The current hot biofuel is ethanol, but ethanol has some down sides. Now the biggest is that yeast can only ferment simple sugars, and the cheapest biomass money can buy is cellulose and unfermentable. However, that angle is largely being dealt with transgenic yeast, so I won't cover that asspect. The biggest problems that remain are that distillation of the ethanol, which uses lots of energy, and ethanol can’t be disturbed by pipeline, so it needs to be used close to the source to be practical. This means either locally grown grain must be used to produce the ethanol, but not every part of the country grows fermentable grain. This means the grain must be shipped however, if the Whiskey Rebellion taught us anything, it taught us that it is cheaper to ship the booze then it is to ship the grain. (Even in bulk carriers by train.) Thus it seems like good idea to find a way to solve both those problems in a single step, and that step is ethane or ethene. By engineering the yeast to either reduce the ethanol to ethane or dehydrate it to ethane, both of which are gases, continuous fermentation would become possible, since distillation wouldn't be required. Currently most ethanol production is batch or semi-batch since you want to get ethanol as high as possible to reduce the amount of distillation required, but the ethanol poisons the yeast. However, both ethane and ethane are gases, so they would bubble out of the fermentation tank, so they wouldn’t poison the yeast, so you just keep adding raw material and removing waste, at the process keeps going.

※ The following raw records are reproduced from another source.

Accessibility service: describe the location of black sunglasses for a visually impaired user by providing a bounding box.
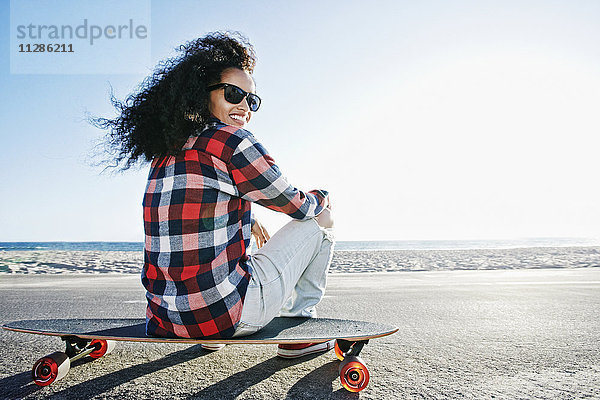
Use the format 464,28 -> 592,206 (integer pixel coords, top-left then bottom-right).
207,83 -> 260,111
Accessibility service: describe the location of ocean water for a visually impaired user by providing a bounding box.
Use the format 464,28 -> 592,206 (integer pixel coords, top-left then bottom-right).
0,238 -> 600,252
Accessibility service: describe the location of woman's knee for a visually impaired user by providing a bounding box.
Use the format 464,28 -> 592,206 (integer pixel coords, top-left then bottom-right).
316,208 -> 333,228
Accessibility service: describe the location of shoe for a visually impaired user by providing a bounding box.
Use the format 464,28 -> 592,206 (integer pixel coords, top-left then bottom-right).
200,343 -> 225,351
277,340 -> 335,358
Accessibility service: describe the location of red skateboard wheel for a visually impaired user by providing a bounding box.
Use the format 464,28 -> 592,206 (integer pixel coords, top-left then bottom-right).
31,351 -> 71,386
340,357 -> 369,392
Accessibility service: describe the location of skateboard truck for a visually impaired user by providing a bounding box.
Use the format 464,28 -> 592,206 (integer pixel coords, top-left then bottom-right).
335,339 -> 370,392
31,336 -> 115,386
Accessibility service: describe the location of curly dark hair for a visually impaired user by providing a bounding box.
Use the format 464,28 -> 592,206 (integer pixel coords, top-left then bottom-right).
87,32 -> 256,170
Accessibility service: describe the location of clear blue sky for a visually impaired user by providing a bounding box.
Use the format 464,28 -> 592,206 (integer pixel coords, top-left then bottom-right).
0,0 -> 600,241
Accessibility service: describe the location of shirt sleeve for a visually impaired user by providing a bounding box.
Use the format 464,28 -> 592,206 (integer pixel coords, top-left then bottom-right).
230,134 -> 328,220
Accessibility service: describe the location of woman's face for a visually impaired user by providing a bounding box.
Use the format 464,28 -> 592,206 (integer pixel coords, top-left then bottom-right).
208,68 -> 256,128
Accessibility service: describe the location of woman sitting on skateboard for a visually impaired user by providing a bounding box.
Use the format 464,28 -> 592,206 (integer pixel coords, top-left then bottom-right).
92,33 -> 334,357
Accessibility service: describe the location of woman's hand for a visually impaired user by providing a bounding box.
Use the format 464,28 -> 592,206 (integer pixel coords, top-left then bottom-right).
252,218 -> 271,249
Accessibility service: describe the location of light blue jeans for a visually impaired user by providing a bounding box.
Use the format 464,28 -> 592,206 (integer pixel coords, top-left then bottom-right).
234,218 -> 334,336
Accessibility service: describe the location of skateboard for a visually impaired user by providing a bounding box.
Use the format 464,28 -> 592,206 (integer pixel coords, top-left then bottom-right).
2,317 -> 398,392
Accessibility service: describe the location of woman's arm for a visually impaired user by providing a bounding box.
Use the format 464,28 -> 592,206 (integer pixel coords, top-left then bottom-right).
230,134 -> 328,219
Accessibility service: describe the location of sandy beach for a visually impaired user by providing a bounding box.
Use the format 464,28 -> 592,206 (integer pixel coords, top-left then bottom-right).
0,247 -> 600,276
0,248 -> 600,399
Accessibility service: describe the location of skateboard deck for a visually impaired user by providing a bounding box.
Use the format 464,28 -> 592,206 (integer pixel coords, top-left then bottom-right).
2,318 -> 398,392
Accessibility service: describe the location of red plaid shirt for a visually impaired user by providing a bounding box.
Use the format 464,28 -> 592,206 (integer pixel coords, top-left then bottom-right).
142,119 -> 327,338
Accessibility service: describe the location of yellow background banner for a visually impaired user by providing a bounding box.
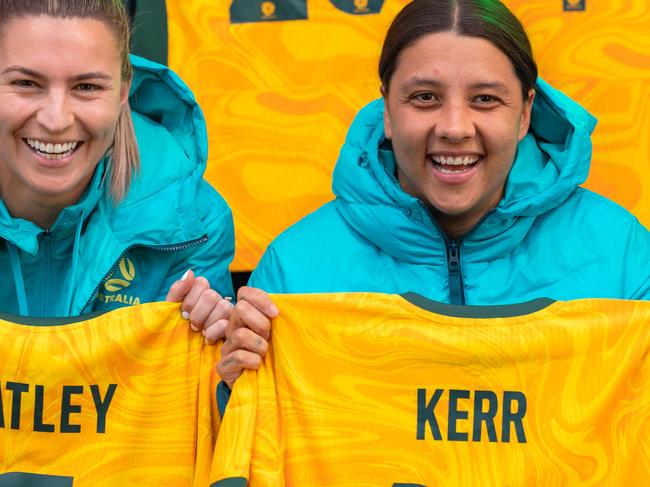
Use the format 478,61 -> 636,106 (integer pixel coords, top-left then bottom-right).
167,0 -> 650,271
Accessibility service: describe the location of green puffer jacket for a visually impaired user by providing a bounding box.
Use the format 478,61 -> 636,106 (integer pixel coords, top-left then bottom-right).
250,80 -> 650,305
0,56 -> 234,316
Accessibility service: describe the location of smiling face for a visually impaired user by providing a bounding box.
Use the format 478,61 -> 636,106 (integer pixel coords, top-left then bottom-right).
0,16 -> 129,226
382,32 -> 534,238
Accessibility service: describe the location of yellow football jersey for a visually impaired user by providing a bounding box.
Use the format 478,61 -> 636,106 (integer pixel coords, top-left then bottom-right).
0,303 -> 219,487
211,293 -> 650,487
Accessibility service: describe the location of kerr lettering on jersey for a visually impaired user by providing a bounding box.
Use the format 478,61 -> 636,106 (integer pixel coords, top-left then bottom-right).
416,389 -> 526,443
0,381 -> 117,433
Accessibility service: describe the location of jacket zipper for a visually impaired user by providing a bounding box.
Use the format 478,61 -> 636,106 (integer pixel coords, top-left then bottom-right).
445,238 -> 465,304
420,201 -> 495,305
38,228 -> 51,313
81,235 -> 208,313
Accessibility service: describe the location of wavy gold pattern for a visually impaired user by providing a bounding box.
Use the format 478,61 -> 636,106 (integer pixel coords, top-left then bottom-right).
212,293 -> 650,486
167,0 -> 650,270
0,303 -> 218,487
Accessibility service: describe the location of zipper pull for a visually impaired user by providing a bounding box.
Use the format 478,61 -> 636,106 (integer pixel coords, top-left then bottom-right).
447,241 -> 460,274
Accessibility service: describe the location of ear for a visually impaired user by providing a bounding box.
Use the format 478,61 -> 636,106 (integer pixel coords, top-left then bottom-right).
519,88 -> 535,140
379,85 -> 393,140
120,79 -> 131,107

The collected ethane/ene can be compressed, and/or liquefied for pipeline transport using the existing natural gas infrastructure, to anywhere in the world. Once at the destination if ethanol is required product the ethane/ene gas can be converted using catalysts back to ethanol. Since the ethane can be co-minged with regular natural gas it can be stored underground, or used as feed stock for chemical production. Imagine the oxymoron and pun of "green" vinyl!
However, the more interesting prospect is using the ethane as bio-natural gas to fuel buses and fleet vehicles. Better yet for passanger cars, you have a hybrid car that was hybrid fuel too. Instead of carrying around 126 lbs of gasoline (with gasoline weighing 6 lbs a gallon and the car having a 21 gallon tank), you have 20 pounds of bio-ethane, just to make your daily commute, (bio-ethane is carbon neutral) and a 200 lb cylinder at home that charges your tank at night. That way if you need to drive long distance you can use regular gasoline, but most of the time the tank sits empty, and you burn a clean fuel.